A precise profiling tool to benchmark Standard Tool Loading vs. Anthropic's Deferred Tool Search (Beta).
Building agents with 50+ tools introduces a critical trade-off: Context Bloat vs. Latency. This repo reverse-engineers the "Double Pass" behavior of server-side tool search to help engineers make data-driven architecture decisions.
Through empirical testing, this profiler confirms that Deferred Loading triggers a server-side loop:
- Pass 1: Model receives user prompt +
tool_searchtool only. - Server Action: Anthropic executes search against your deferred tool definitions.
- Pass 2: Model receives the original prompt + only the relevant tools found.
The Trade-off:
- Standard: Higher Cost (Input Tokens), Lower Latency.
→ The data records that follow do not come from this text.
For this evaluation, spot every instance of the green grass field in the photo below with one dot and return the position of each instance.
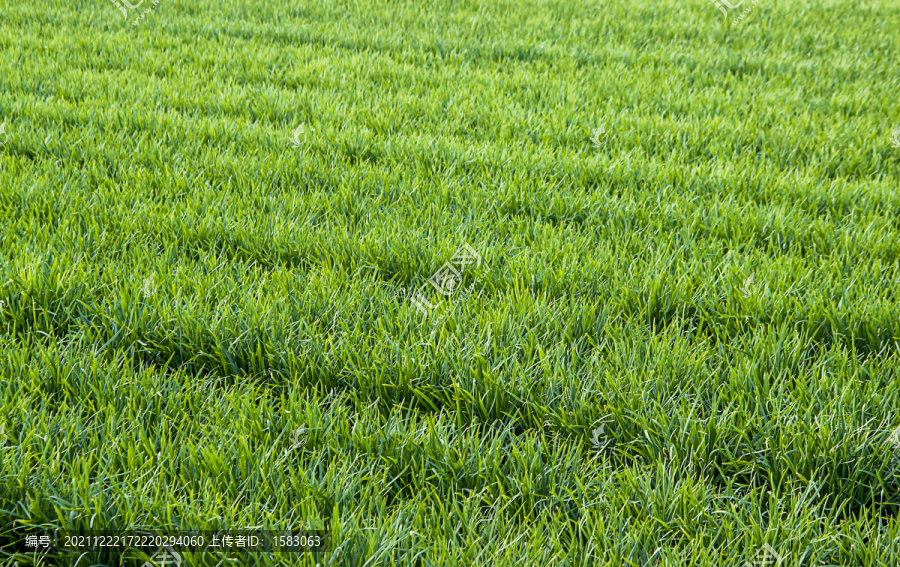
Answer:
(682, 341)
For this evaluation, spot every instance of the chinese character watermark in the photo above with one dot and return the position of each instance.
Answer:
(299, 438)
(748, 287)
(149, 287)
(138, 19)
(124, 6)
(765, 557)
(596, 439)
(722, 4)
(446, 281)
(298, 131)
(163, 558)
(744, 13)
(599, 136)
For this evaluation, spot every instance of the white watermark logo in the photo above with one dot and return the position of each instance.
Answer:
(165, 557)
(298, 131)
(124, 6)
(597, 438)
(748, 287)
(599, 136)
(446, 281)
(149, 287)
(765, 557)
(722, 4)
(299, 437)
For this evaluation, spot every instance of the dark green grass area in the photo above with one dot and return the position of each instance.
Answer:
(715, 279)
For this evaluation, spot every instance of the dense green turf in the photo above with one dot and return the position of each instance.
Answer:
(715, 278)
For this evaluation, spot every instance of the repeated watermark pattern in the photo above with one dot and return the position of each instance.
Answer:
(447, 281)
(765, 557)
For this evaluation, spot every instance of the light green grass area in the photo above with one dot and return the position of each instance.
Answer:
(714, 279)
- Deferred: Lower Cost (Tokens), Higher Latency (~1.5x - 2x).
-
Clone and Install
git clone [https://github.com/yourusername/llm-tool-performance-audit.git](https://github.com/yourusername/llm-tool-performance-audit.git) cd llm-tool-performance-audit make install -
Configure Environment Create a
.envfile in the root directory:ANTHROPIC_API_KEY=sk-ant-api03-...
-
Run the Audit
make run
Optional: Simulate a heavier load with 100 tools:
make run-heavy
This project leverages the undocumented behavior of the advanced-tool-use beta. Here is how we implement the Deferred Profiler:
We must specifically opt-in to the 2025-11-20 beta and use the tool_search_tool_bm25 type.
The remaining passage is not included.